Ebû Talha El-ensarî (radıyallahü Anh)
"Ben harbe gidiyorum!"70 yaşında bulunduğu sırada, bir gün Berâe (Tevbe) sûresini okurken 41'inci: "Ey mü'minler gerek hafif (süvari) gerek ağırlıklı (piyâde) olarak seferber olun ve mallarınızla canlarınızla Allah yolunda muharebe edin! Eğer bilirseniz, bu sizin için pek hayırlıdır" âyet-i kerimesi gelince, şecaat ve kahramanlık damarı kabarıp;
-Rabbim beni gerek gençliğimizde, gerekse ihtiyarlığımda kâfirler ile harbe ve cihada davet ediyor. Çabuk beni harp için techiz ediniz ve yolculuk için lâzım olacak şeyleri hazırlayınız. Harbe gideyim, dedi.
"Şimdi sıra bizdedir!"
Oğulları da;
-Ey Babacığım! Resûlullah ile birlikte, O âhirete göç edinceye kadar cihadda bulundun. Sonra da Hz. Ebû Bekir ile Hz. Ömer zamanlarında harblere katıldın. Şimdi harb etmek sırası bizimdir. Sen otur, biz gidelim, dediler ise de, Hz. Ebû Talha;
-Hayır, hayır! Ben gideceğim, diyerek evvelki sözünden vazgeçmedi.

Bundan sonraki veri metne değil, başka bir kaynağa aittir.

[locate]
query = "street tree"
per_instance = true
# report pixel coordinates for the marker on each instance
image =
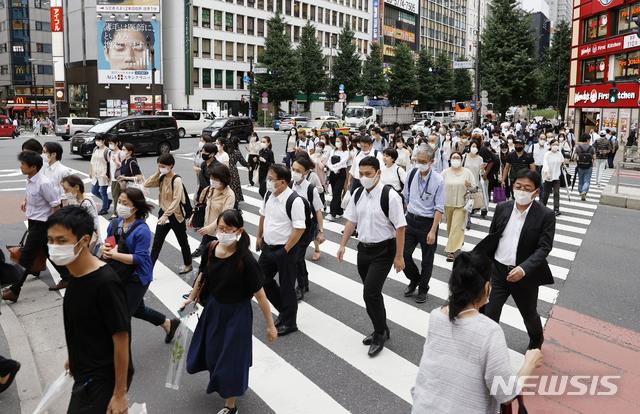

Bir deniz harbi için hazırlanan orduya katıldı, fakat gemiye bindikten ve denize açıldıktan bir müddet sonra vefât etti.
Cesedi bozulmadı!..
Vefâtından sonra yedi gün kara parçası bulunamadığı için defnedilemedi, bu kadar uzun süre dışarıda kalmasına rağmen sanki hayatta imiş gibi mübârek cesedinin bozulmadığı görüldü. Gemi sahile yanaşınca karada bir yere defnedildi.
Ebû Talha el-Ensari'nin naklettiği bir hadis-i şerifte Resulullah efendimiz buyurdu ki: "Melekler, içinde köpek ve resim bulunan eve girmez."